Marc Miralles

Personal information
- Full name: Marc Miralles Portillo
- Born: 14 November 1997 (age 28)

Sport
- Sport: Field hockey
- Position: Midfielder
- Club: Real Club de Polo

Youth career
- Team
- –: CD Terrassa

Senior career
- Years: Team / Caps / Goals
- 0000–2020: CD Terrassa / - / -
- 2020–2023: Real Club de Polo / - / -
- 2023–2025: Bloemendaal / - / -
- 2025–present: Real Club de Polo / - / -

National team
- Years: Team / Caps / Goals
- 2017: Spain U21 / 4 / (2)
- 2018–present: Spain / 123 / (44)

Medal record
World Cup
| Silver medal – second place | 2026 Wavre/Amstelveen |  |
EuroHockey Championships
| Bronze medal – third place | 2025 Mönchengladbach |  |

= Marc Miralles =

Spanish field hockey player (born 1997)

Marc Miralles Portillo (born 14 November 1997) is a Spanish field hockey player who plays as a midfielder for División de Honor club Real Club de Polo and the Spain national team.

==Club career==
In the Spanish División de Honor, Miralles played for CD Terrassa until 2020. In June 2020 it was announced he would move to Real Club de Polo in Barcelona.
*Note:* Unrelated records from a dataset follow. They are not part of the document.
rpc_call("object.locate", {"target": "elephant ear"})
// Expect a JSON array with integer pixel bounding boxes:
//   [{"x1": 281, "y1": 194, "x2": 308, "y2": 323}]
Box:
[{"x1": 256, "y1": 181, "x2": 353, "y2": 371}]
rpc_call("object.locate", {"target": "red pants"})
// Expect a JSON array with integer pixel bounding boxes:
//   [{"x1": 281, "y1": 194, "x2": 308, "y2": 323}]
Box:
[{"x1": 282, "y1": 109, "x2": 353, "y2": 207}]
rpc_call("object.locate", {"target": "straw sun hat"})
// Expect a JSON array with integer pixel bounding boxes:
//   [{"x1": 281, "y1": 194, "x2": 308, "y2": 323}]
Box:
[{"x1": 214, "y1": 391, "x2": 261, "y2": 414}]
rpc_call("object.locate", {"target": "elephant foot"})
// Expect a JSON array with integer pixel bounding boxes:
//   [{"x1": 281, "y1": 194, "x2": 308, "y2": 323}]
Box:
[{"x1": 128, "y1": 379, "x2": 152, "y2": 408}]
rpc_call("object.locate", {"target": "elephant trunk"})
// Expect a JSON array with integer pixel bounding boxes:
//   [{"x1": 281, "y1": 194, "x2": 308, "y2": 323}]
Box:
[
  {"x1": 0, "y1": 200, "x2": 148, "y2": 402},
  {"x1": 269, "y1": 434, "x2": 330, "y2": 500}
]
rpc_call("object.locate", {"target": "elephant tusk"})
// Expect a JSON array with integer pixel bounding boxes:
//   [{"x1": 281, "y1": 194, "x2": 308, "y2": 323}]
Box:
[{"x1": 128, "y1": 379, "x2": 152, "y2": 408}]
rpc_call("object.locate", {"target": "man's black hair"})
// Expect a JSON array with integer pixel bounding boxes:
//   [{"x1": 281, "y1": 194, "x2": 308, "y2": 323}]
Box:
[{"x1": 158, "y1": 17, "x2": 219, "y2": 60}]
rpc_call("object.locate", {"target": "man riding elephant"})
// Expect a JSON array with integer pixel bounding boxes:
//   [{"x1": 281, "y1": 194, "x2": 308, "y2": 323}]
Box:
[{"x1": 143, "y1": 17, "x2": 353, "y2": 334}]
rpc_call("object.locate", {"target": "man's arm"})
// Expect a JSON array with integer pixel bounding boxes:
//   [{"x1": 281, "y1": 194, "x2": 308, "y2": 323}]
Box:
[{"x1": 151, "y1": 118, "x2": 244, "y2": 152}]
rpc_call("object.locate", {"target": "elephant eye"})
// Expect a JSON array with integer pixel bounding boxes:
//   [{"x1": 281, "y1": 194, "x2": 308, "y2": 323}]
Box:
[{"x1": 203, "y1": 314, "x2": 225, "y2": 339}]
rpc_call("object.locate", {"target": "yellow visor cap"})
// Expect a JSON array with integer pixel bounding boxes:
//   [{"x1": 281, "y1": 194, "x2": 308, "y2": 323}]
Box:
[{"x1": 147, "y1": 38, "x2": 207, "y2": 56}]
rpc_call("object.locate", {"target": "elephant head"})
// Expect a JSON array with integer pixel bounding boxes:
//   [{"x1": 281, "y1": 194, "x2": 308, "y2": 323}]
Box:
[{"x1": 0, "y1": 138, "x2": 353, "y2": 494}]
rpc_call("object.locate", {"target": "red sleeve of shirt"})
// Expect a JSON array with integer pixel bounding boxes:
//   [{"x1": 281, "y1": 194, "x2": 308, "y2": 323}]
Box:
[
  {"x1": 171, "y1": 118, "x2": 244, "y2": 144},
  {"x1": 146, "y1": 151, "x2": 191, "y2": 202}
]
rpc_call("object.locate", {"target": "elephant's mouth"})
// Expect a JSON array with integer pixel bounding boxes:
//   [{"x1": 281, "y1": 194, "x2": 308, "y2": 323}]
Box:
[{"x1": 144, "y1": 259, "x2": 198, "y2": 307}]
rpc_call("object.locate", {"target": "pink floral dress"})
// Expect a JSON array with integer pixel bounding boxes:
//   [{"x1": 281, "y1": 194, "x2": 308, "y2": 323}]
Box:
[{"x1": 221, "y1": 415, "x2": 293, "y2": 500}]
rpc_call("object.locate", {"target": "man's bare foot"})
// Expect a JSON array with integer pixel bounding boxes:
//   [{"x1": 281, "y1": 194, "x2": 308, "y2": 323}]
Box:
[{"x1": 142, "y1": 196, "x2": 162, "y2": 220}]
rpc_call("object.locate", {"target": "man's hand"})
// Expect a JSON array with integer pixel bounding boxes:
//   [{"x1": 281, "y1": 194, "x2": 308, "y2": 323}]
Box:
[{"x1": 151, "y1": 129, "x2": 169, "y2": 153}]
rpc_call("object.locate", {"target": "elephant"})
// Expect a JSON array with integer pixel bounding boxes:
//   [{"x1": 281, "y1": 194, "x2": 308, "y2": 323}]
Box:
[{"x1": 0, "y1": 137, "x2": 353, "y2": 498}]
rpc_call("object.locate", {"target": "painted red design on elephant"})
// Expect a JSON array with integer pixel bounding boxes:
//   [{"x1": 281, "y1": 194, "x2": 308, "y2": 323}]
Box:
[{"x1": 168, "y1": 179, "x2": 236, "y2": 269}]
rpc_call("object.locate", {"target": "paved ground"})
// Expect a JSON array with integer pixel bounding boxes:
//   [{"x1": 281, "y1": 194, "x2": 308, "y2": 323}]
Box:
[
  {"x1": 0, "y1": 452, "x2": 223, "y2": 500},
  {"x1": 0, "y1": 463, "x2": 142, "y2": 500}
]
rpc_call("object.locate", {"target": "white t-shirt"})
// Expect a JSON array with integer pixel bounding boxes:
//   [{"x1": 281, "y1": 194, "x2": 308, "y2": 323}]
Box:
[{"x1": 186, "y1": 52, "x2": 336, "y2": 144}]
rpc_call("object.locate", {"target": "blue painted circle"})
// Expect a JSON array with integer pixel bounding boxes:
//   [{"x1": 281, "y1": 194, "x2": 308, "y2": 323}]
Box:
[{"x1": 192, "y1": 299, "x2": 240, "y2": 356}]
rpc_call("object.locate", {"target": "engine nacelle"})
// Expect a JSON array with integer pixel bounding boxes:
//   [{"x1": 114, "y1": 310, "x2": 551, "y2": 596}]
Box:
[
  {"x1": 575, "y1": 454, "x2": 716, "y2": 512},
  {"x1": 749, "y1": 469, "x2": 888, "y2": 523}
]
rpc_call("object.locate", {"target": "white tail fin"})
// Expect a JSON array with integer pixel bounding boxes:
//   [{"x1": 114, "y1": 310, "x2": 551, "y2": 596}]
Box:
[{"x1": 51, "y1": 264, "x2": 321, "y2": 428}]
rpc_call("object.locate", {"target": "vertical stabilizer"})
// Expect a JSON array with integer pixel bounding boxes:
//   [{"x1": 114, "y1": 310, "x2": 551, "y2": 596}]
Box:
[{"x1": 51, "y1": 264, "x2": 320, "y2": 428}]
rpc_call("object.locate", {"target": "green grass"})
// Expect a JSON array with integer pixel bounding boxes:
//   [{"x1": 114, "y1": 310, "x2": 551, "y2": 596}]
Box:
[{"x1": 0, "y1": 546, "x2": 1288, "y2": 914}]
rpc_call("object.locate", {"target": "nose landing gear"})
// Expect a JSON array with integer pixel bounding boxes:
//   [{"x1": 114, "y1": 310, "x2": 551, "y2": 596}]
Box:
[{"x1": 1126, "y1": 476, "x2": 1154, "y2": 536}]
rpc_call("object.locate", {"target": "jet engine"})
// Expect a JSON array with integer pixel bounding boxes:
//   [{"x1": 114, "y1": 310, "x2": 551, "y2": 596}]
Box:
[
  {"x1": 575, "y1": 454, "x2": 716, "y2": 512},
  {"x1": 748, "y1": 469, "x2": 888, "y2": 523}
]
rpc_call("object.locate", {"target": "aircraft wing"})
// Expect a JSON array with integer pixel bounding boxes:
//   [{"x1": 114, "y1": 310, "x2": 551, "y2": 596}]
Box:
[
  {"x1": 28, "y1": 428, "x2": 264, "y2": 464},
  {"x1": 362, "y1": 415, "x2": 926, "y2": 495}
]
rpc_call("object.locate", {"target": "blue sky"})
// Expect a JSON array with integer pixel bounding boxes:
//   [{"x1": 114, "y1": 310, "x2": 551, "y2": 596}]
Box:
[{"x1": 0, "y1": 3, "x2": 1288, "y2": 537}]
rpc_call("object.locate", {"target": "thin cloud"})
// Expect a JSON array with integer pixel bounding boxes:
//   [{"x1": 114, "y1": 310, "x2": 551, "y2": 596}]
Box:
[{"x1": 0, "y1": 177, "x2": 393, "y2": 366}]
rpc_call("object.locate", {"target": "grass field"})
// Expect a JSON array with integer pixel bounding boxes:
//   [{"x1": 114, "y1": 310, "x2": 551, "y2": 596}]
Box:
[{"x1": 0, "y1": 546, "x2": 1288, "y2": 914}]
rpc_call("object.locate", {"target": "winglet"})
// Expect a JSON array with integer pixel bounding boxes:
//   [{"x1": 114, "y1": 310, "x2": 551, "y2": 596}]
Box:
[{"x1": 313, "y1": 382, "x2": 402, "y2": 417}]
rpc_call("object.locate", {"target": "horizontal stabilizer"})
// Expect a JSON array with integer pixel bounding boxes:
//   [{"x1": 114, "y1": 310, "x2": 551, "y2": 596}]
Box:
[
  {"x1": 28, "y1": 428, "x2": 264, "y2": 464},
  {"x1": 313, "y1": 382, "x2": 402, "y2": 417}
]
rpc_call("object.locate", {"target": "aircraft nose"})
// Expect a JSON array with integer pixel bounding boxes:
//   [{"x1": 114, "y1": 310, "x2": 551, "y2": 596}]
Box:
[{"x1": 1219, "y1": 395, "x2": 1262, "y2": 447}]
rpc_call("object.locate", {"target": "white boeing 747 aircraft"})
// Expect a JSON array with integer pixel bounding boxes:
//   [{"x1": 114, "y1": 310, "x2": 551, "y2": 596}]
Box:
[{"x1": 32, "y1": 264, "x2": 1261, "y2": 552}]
After three years at Polo he left Spain to play for Bloemendaal in the Netherlands, where he signed a two-year contract. After his contract expired he returned to Real Club de Polo.

==International career==
===Under–21===
In 2017, Miralles was a member of the Spanish under-21 team at the EuroHockey Junior Championship in Valencia. Spain finished in equal third place at the tournament, after sickness among the Spanish team forced the cancellation of the bronze medal match.

===Senior national team===
Miralles made his debut for Los Redsticks in 2018, during a test series against Wales in Terrassa. In 2021, Miralles made his first appearance at a major tournament, representing the team at the EuroHockey Championships in Amsterdam. Miralles was named as a co-captain of the team in 2022, when the squad for season three of the FIH Pro League was announced. He made his World Cup debut at the 2023 Men's FIH Hockey World Cup.